Im Berliner Maxim Gorki-Theater diskutierte Außenminister Steinmeier unter dem Titel „Zersprengtes zusammenfügen“ mit der Friedenspreisträgerin Swetlana Alexijewitsch, der deutschen Autorin Ursula Krechel und dem israelischen Videokünstler Dani Gal über die Erinnerung an und die Aufarbeitung von Tabus und Traumata.
Steinmeier befasst sich aus aktuellem Anlass besonders intensiv mit dem Ende des Zweiten Weltkriegs, das sich am 8. Mai zum 70. Mal jährt. Der Außenminister setzt sich aufgrund zahlreicher Gedenkveranstaltungen mit der Historie auseinander, was ihn zunehmend bewege. Steinmeier werde demnach deutlich, dass „die Wiederaufnahme der diplomatischen Beziehungen zu Israel ein Wunder war“. Es sei für ihn nicht leicht zu verstehen, dass „das Land der Opfer“ [Israel] sinnbildlich die Hand gereicht habe. Viele Menschen in Israel waren kritisch, die Beziehungen „zum Land der Täter [Deutschland] wieder aufzunehmen“, wie dies zu seiner Zeit Israels Staatsgründer David Ben-Gurion anstrebte.
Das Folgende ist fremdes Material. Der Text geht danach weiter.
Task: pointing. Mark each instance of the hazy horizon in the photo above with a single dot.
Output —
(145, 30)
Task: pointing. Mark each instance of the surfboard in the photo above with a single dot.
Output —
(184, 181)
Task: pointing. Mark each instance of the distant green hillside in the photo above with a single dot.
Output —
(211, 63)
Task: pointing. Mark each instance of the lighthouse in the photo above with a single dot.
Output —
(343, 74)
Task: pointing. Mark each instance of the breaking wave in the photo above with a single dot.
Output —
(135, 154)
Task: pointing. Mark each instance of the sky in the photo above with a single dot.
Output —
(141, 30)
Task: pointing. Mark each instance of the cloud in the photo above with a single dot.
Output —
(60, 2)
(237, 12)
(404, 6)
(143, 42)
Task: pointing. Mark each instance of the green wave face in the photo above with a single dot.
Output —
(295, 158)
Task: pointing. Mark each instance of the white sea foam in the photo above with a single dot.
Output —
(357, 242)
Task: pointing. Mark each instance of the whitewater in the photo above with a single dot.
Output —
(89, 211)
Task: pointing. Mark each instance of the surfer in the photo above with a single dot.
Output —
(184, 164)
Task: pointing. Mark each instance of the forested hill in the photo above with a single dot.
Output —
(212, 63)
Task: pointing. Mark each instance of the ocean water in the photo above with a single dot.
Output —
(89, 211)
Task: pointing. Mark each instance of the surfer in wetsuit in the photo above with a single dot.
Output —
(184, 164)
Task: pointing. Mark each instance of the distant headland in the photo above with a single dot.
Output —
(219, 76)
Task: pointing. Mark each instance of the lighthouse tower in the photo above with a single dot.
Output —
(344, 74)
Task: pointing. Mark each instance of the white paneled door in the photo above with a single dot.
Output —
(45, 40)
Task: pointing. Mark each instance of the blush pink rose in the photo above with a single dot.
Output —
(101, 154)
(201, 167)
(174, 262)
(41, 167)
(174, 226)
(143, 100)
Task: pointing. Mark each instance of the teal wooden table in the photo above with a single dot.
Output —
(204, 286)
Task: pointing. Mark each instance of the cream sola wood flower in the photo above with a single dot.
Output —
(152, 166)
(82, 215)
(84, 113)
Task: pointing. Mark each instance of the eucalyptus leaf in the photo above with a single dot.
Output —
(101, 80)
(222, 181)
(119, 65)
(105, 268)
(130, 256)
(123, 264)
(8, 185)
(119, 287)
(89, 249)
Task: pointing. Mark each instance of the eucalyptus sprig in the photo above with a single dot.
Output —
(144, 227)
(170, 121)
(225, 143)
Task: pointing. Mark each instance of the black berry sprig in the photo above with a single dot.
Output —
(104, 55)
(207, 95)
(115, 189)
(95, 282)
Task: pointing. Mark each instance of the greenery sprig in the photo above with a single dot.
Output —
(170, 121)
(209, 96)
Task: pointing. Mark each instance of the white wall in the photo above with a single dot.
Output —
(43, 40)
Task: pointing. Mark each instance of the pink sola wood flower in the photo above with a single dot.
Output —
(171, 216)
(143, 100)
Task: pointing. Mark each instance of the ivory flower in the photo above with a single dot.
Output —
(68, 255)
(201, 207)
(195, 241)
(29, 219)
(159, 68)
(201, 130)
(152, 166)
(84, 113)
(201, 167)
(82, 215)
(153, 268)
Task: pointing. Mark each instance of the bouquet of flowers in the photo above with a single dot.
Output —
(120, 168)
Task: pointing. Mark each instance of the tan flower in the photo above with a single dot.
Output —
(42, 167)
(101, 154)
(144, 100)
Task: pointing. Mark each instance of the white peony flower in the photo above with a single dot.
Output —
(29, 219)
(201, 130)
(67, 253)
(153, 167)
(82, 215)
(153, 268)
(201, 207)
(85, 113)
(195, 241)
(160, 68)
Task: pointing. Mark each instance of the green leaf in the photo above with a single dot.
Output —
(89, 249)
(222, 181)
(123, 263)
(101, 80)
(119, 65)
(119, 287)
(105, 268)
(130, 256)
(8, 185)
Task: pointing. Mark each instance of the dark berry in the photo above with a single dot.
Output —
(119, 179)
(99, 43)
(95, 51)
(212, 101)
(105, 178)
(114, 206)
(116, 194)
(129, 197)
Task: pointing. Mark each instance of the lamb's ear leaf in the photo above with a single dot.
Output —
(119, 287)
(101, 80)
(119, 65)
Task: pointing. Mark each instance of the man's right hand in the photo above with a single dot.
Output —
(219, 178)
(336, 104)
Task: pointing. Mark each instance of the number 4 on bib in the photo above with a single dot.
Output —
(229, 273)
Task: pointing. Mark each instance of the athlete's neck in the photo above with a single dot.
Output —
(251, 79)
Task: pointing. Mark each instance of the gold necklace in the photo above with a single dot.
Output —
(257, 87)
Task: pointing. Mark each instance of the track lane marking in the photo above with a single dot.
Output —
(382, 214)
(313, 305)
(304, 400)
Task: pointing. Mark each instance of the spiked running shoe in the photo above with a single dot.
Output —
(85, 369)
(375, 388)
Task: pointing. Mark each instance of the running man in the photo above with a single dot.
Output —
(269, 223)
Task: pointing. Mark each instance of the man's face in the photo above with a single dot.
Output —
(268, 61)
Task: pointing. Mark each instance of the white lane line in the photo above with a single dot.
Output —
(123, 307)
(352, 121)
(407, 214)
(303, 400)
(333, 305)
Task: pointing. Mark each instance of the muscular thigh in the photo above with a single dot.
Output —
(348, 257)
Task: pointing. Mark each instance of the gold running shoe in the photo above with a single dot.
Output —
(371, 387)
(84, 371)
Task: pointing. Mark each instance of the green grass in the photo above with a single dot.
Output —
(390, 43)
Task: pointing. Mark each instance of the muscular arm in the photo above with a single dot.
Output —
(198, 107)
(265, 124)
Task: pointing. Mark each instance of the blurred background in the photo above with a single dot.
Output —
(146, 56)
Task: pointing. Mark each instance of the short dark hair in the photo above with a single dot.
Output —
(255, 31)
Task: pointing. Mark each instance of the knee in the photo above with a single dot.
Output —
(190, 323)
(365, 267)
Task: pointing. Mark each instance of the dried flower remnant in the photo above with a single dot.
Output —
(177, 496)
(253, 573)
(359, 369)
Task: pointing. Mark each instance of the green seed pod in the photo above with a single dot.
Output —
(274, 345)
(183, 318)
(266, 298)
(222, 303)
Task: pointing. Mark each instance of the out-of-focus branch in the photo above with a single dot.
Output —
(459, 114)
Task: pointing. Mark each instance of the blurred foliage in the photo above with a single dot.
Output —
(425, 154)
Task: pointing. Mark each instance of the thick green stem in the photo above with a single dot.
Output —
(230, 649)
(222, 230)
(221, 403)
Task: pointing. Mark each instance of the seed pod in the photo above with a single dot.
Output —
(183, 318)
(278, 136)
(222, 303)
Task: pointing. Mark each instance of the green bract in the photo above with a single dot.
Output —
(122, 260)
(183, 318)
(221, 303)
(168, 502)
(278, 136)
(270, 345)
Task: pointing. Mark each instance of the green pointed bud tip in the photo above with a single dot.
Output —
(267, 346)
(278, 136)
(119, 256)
Der Politiker habe den Eindruck, dass Israel teilweise größeren Willen zu den diplomatischen Beziehungen zeigte als Deutschland. Die Evangelische Kirche in Deutschland habe maßgeblich die Entwicklungen vorbereitet, um „das Angebot aus Israel anzunehmen“.
Im Mittelpunkt der Gesprächsrunde stand die Frage, wie eine Gesellschaft verfasst sein muss, damit jenseits des offiziellen Erinnerns individuelle Schicksale angesprochen werden können, um Gemeinschaft zu stiften und ein Ganzes herzustellen.
In den Jahren nach dem Krieg gab es laut Steinmeier keine direkte Aufarbeitung der nationalsozialistischen Vergangenheit. Dies passierte erst in den 1960/70er Jahren. Er „als kritischer linker Student“, wie er sich selbst betitelte, habe sich gemeinsam mit seinen Kommilitonen mit der Geschichte befasst und eine eigene Veranstaltungsreihe zur Aufarbeitung des Nationalsozialismus organisiert.